Dunsin Oyekan - Fragrance To Fire Lyrics
Lyrics
Worship is my weapon
This is how I win my battle
The fragrance of my worship
Rose up to the father
Noises, thundering, earthquakes
Were the response to my worship
(repeat* 4)
First it was fragrance
Then it turned to fire
My worship is my weapon
This is how I win my battle
First it was fragrance
Then it turned to fire
My worship is my weapon
This is how I win my battle
(repeat from top)
This is how I win, win win
This is how I win
The smoke of my worship released
Upon the earth
This is how I win, win win
This is how I win
The smoke of my worship released
Upon the earth
First it was fragrance
Then it turned to fire
My worship is my weapon
This is how I win my battle
Video
Fragrance To Fire - Dunsin Oyekan
Meaning & Inspiration
I’ve held this worn-out Bible so long the leather has turned smooth as river stone, and my joints ache more when the winter rain sets in. When I listen to Dunsin Oyekan, I’m not looking for a rhythm to tap my cane to. I’m looking for something that survives the night when the house is quiet and the doctor’s news isn't what I’d hoped for.

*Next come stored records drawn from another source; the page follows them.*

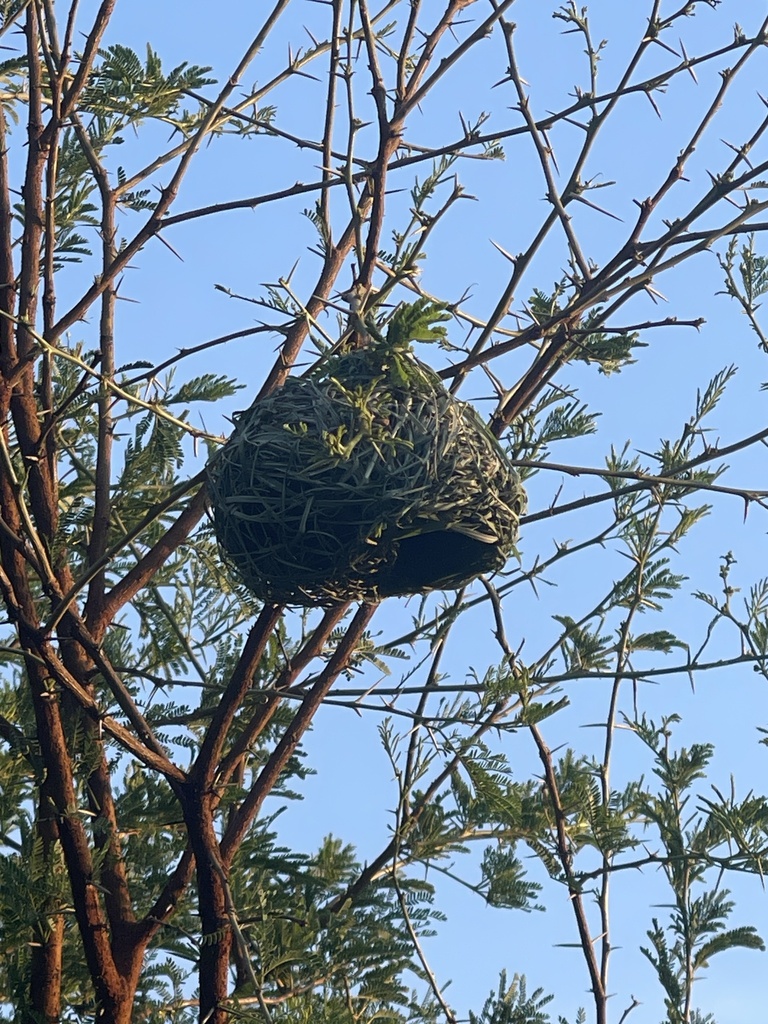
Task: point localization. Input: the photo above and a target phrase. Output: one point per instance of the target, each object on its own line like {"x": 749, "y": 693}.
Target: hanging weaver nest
{"x": 364, "y": 479}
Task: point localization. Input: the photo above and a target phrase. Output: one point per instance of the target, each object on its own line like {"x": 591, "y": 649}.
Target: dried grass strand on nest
{"x": 366, "y": 479}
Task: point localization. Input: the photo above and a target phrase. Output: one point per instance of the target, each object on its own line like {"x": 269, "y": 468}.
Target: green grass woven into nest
{"x": 365, "y": 480}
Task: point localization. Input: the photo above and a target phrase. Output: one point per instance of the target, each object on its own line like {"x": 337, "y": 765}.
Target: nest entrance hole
{"x": 439, "y": 558}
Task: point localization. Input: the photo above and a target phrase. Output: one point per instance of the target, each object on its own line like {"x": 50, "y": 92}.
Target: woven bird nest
{"x": 365, "y": 479}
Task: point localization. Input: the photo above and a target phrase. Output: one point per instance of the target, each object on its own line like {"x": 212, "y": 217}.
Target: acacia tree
{"x": 141, "y": 878}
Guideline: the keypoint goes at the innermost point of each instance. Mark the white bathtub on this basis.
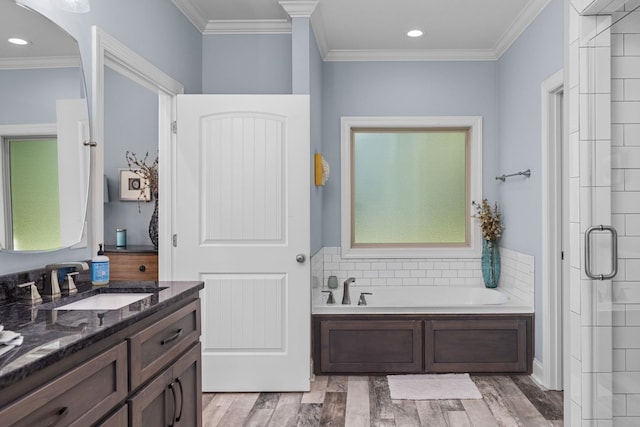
(420, 299)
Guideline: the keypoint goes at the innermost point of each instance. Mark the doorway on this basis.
(555, 175)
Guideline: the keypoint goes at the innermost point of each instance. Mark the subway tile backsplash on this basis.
(517, 277)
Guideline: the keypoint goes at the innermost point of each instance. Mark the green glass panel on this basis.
(35, 202)
(410, 187)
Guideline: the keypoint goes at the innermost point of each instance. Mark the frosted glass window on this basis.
(410, 187)
(35, 202)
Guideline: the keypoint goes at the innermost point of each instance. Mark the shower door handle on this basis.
(614, 252)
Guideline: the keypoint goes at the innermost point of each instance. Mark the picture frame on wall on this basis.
(133, 187)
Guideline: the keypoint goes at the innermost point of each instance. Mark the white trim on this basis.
(537, 372)
(192, 13)
(522, 22)
(40, 62)
(299, 8)
(109, 52)
(258, 26)
(410, 55)
(475, 182)
(552, 233)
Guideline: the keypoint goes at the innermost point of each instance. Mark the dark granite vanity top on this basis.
(51, 335)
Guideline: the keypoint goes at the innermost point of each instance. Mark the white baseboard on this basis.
(538, 373)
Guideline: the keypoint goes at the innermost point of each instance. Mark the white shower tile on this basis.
(632, 44)
(625, 157)
(632, 179)
(625, 111)
(626, 382)
(617, 135)
(632, 134)
(626, 337)
(632, 89)
(633, 360)
(617, 89)
(626, 202)
(625, 67)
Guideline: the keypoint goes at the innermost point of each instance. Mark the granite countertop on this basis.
(51, 335)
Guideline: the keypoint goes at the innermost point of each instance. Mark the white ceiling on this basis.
(376, 29)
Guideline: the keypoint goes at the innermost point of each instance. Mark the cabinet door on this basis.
(174, 397)
(371, 346)
(479, 345)
(153, 405)
(187, 377)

"First it was fragrance, then it turned to fire."
That line caught me off guard. Most of my life, I’ve treated worship like a quiet offering, a sweet-smelling incense drifting up from a small altar. That’s the "fragrance" stage—the early days of faith, all peace and soft prayers. But fire? That’s different. That’s refining. That’s the furnace. I remember years where the only thing I could offer God was the wreckage of my own plans, and it felt less like a pleasant scent and more like something being burned away.
Scripture talks about this, doesn't it? In Leviticus, the fire on the altar was never to go out, but fire also consumes. By the time you’ve buried a spouse or watched a child wander into the thickets, you realize that worship isn’t always a soft song. Sometimes it’s the only thing keeping you upright when everything else has been razed to the ground.
Oyekan sings about worship as a weapon, and I suppose that’s where the hesitation sets in for me. When you’re young, a weapon sounds like something you use to conquer, to claim victory, to see the "earthquakes" and the "thundering" move the world around you. But after forty years, I’ve learned that the "battle" isn’t always about getting what I want or forcing the walls to fall. Often, the win is simply staying faithful while the walls are still standing, holding tight to the hem of His garment while the smoke billows around you.
I look at my hands—spotted, trembling slightly—and wonder if they still hold the authority he’s talking about. Or is this just the heat of the moment? Does this resolve last when you’re staring at a blank wall at 3:00 a.m.?
Perhaps that’s the point. The fragrance is the surrender, but the fire is the endurance. I don't need a song to give me a win in the sense of a trophy; I need a song that anchors me to the Father when the world feels like it’s shaking. If this worship is truly a weapon, then maybe the victory is just the act of showing up, day after day, refusing to stop bowing, even when the strength has long since leaked out of my bones. It isn’t about making noise; it’s about the fire clearing out the clutter so that only He remains. That’s enough for me.